MySQL - Select Latest Record for Each Group
Very often we need to select the most recent record or get the latest record for each date, user, id or any other group. There are different ways to approach this problem, we'll review MySQL queries for 3 different solutions.
Example Data
CREATE TABLE UserLogin
(
user_id varchar(300),
login_date varchar(300)
);
INSERT INTO UserLogin (user_id,login_date) VALUES ('100', '2021-12-14');
INSERT INTO UserLogin (user_id,login_date) VALUES ('100', '2021-12-18');
INSERT INTO UserLogin (user_id,login_date) VALUES ('100', '2021-12-15');
INSERT INTO UserLogin (user_id,login_date) VALUES ('100', '2022-12-19');
INSERT INTO UserLogin (user_id,login_date) VALUES ('102', '2021-12-31');
INSERT INTO UserLogin (user_id,login_date) VALUES ('102', '2022-01-01');
INSERT INTO UserLogin (user_id,login_date) VALUES ('102', '2022-01-15');
INSERT INTO UserLogin (user_id,login_date) VALUES ('102', '2023-01-15');
INSERT INTO UserLogin (user_id,login_date) VALUES ('102', '2022-01-15');
INSERT INTO UserLogin (user_id,login_date) VALUES ('102', '2022-01-15');
Use
DB-Fiddle to execute SQL scripts on sample data.
user_id | login_date |
---|---|
101 | 2021-12-14 |
101 | 2021-12-18 |
101 | 2021-12-15 |
101 | 2021-12-19 |
102 | 2021-12-31 |
102 | 2022-01-01 |
102 | 2022-01-15 |
102 | 2022-01-15 |
Solution 1: Group By and MAX() Aggregate Function
We perform a GROUP BY user_id, we will get distinct user_ids, and using MAX(login_date) we will get the maximum date (latest login date) for that user_id.
SELECT UL.user_id
,MAX(UL.login_date) AS latest_login_date
FROM UserLogin AS UL
GROUP BY UL.user_id;
user_id | latest_login_date |
---|---|
100 | 2022-12-19 |
102 | 2023-01-15 |
Solution 2: Subquery
For each row, we use a subquery to find the latest login date for each user_id. We then use DISTINCT keyword in the SELECT statement so we don't return duplicate user_ids.

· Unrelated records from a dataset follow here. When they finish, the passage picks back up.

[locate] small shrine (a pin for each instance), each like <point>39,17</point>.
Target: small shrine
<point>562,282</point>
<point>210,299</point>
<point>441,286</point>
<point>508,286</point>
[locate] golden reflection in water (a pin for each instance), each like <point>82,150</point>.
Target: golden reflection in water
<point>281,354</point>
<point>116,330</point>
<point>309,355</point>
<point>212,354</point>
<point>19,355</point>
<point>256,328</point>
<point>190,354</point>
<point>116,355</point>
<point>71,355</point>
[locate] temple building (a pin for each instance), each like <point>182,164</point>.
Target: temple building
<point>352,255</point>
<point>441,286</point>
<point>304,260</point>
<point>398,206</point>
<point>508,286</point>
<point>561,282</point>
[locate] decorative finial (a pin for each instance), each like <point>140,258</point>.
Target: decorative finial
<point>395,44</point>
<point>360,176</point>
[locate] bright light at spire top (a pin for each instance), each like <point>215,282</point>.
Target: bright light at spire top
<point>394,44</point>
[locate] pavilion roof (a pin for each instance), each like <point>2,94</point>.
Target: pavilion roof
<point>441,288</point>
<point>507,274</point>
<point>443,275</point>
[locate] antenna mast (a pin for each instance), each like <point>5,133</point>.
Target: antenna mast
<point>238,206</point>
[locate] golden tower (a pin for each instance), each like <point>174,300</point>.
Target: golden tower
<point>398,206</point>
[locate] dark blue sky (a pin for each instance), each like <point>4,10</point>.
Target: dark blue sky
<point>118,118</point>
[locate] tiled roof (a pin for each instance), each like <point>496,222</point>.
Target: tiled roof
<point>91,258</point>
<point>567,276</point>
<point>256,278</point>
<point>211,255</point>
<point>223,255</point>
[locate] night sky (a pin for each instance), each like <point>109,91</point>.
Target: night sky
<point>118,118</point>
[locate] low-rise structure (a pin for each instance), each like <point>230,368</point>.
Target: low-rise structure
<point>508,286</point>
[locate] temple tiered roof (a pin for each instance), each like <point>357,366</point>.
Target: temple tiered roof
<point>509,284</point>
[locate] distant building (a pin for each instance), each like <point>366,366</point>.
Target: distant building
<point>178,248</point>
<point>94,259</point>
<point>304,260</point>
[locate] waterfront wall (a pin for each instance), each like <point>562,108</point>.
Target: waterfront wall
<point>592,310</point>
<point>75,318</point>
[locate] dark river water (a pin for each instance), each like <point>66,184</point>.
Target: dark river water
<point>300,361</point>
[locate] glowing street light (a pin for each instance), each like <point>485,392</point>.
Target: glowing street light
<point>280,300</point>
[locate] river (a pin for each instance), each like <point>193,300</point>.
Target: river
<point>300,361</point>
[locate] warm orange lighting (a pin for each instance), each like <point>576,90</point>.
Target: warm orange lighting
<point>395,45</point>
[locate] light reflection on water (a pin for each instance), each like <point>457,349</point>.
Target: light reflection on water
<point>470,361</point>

SELECT DISTINCT UL.user_id
,(
SELECT MAX(ULS.login_date)
FROM UserLogin AS ULS
WHERE ULS.user_id = UL.user_id
) AS latest_login_date
FROM UserLogin AS UL;
user_id | latest_login_date |
---|---|
100 | 2022-12-19 |
102 | 2023-01-15 |
Solution 3: ROW_NUMBER() Window Function
We use ROW_NUMBER() Window Function to partition data into window frames by user_id and order by login_date in descending order. The latest login date for each user_id will have a row_num value of 1. The intermediate analysis result is stored in user_login_analysis CTE. We then query the CTE to get the latest record for each user_id group by retrieving records that have a row_num value of 1.
WITH user_login_analysis
AS (
SELECT UL.user_id
,UL.login_date
,ROW_NUMBER() OVER (
PARTITION BY UL.user_id ORDER BY UL.login_date DESC
) AS row_num
FROM UserLogin AS UL
)
SELECT user_id
,login_date AS latest_login_date
FROM user_login_analysis
WHERE row_num = 1;
user_id | latest_login_date |
---|---|
100 | 2022-12-19 |
102 | 2023-01-15 |
Conclusion
Even though we can solve this problem in many different ways, with a simple scenario such as this, I would probably go with solution 1 to select the latest login date for each user_id group. The code is simpler, clean, and super readable.